Mafia/Union Ties Still Strong

by | Jun 22, 2017 | News

FBI agents and NYPD cops arrested 19 members and associates of the Lucchese crime family in a May 31st sweep. Crimes charged included wire fraud, racketeering, drug trafficking and murder committed over a 17-year period. How does this tie into unions?  According to the article,

Labor racketeering was a big part of this crime web. And it was the elder Steven Crea who made it happen. During January 1991-October 1998, brothers Giuseppe and Fred Scalamandre, owners of several Long Island construction companies, paid Lucchese crime family boss Alphonse D’Arco and underboss Anthony “Gaspipe” Casso about $40,000 a year to avoid making scheduled union benefit contributions, as specified in collective bargaining agreements. The Lucchese organization then paid off bosses and agents of Laborers International Union of North America (LIUNA) Local 66, Blasters, Miners & Drill Runners Local 29 (a LIUNA affiliate), and International Union of Bricklayers & Allied Craftworkers Local 1 in exchange for assurances of “labor peace.” Federal officials eventually caught on to the scheme, and indicted the Scalamandres. The brothers pleaded guilty to skimming about $5 million from benefit plans plus another $1 million in tax fraud. Crea was sentenced to 34 months in federal prison in January 2004 for extortion. Two months later, he was sentenced to two to six years in prison, to be served concurrently with his 34-month sentence, for price fixing at three New York City construction sites and for imposing a “mob tax” on unions and contractors. As the New York construction industry long has been mobbed up, none of this should come as shocking.

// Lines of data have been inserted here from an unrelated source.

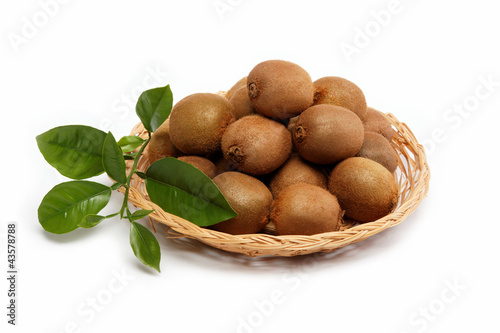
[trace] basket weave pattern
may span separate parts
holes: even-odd
[[[144,180],[136,175],[132,178],[128,200],[136,207],[154,209],[150,217],[168,226],[167,231],[171,237],[194,238],[210,246],[251,257],[263,255],[290,257],[315,252],[330,252],[398,225],[417,208],[427,194],[430,171],[422,145],[417,142],[406,124],[399,122],[392,114],[385,116],[395,129],[392,146],[398,153],[398,168],[395,172],[399,185],[398,205],[392,213],[374,222],[347,225],[342,231],[312,236],[274,236],[264,233],[229,235],[198,227],[181,217],[165,212],[149,200]],[[139,123],[132,129],[131,135],[146,138],[147,131]],[[127,162],[130,170],[132,161]],[[146,148],[138,161],[137,168],[146,172],[149,165]]]

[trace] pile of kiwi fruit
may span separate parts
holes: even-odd
[[[146,154],[190,163],[219,187],[238,216],[209,228],[314,235],[396,208],[393,134],[353,82],[268,60],[226,93],[177,102]]]

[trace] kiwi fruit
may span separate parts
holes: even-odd
[[[151,140],[147,146],[149,163],[153,163],[164,157],[182,155],[170,140],[169,122],[169,119],[165,120],[151,135]]]
[[[268,60],[248,74],[248,96],[254,109],[269,118],[289,119],[313,104],[314,85],[299,65]]]
[[[270,221],[279,235],[315,235],[337,231],[340,216],[334,195],[319,186],[297,183],[274,200]]]
[[[226,171],[230,171],[227,165],[227,161],[222,154],[216,154],[215,156],[210,158],[210,161],[215,165],[215,169],[217,170],[217,174],[221,174]]]
[[[363,91],[349,80],[337,76],[325,76],[314,81],[314,105],[338,105],[358,115],[366,117],[366,98]]]
[[[293,131],[295,130],[295,124],[297,124],[297,120],[299,120],[299,116],[290,118],[290,120],[288,121],[288,125],[286,126],[286,128],[292,135]]]
[[[340,162],[330,174],[328,190],[337,197],[345,217],[359,222],[384,217],[398,202],[398,185],[392,173],[364,157]]]
[[[293,143],[302,158],[317,164],[336,163],[358,153],[363,145],[363,123],[353,112],[320,104],[302,112]]]
[[[286,128],[288,129],[288,132],[290,132],[292,137],[293,137],[293,131],[295,130],[295,124],[297,124],[298,119],[299,119],[299,116],[295,116],[293,118],[290,118],[288,120],[288,124],[286,125]],[[292,141],[292,144],[293,144],[293,141]],[[295,145],[292,145],[292,153],[298,153]]]
[[[256,113],[252,103],[250,103],[246,86],[236,90],[229,102],[233,105],[233,114],[235,119],[240,119]]]
[[[304,161],[299,154],[291,154],[272,176],[269,189],[276,199],[281,191],[296,183],[308,183],[326,189],[327,177],[318,166]]]
[[[195,168],[200,169],[205,175],[214,178],[217,175],[217,168],[209,159],[200,156],[181,156],[177,158],[183,162],[189,163]]]
[[[264,226],[264,229],[262,229],[262,232],[268,235],[279,236],[278,232],[276,231],[276,226],[273,222],[269,222],[268,224],[266,224]]]
[[[213,179],[231,207],[238,213],[232,219],[217,223],[213,229],[228,234],[254,234],[269,222],[273,196],[258,179],[229,171]]]
[[[234,84],[234,86],[231,87],[226,93],[226,98],[227,100],[230,100],[233,97],[233,94],[236,92],[236,90],[240,89],[241,87],[246,87],[247,86],[247,77],[245,76],[244,78],[240,79],[238,82]]]
[[[227,172],[227,171],[236,171],[237,167],[234,162],[232,161],[227,161],[224,158],[224,155],[222,152],[220,154],[216,154],[213,157],[210,158],[210,161],[215,165],[215,168],[217,170],[217,175]]]
[[[292,150],[292,138],[285,125],[251,115],[228,126],[222,136],[221,149],[236,170],[264,175],[285,163]]]
[[[365,120],[365,131],[382,134],[389,142],[392,141],[394,130],[385,116],[374,108],[368,107]]]
[[[356,154],[358,157],[369,158],[385,166],[393,173],[398,167],[396,151],[381,134],[365,132],[365,140],[361,150]]]
[[[170,139],[186,155],[210,155],[220,150],[222,134],[233,121],[233,106],[224,97],[192,94],[172,108]]]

Taking a page from the mafia playbook, of which Teamsters Local 282 appears intimately familiar based on past association, a double-breasting scheme in the construction industry  defrauded the Local’s benefit fund by about $5 million. For decades this Teamster Local did the bidding of both the Lucchese and Gambino crime families. After it’s 1989 racketeering settlement with the government the Local supposedly severed ties to the Mafia, but apparently old habits die hard.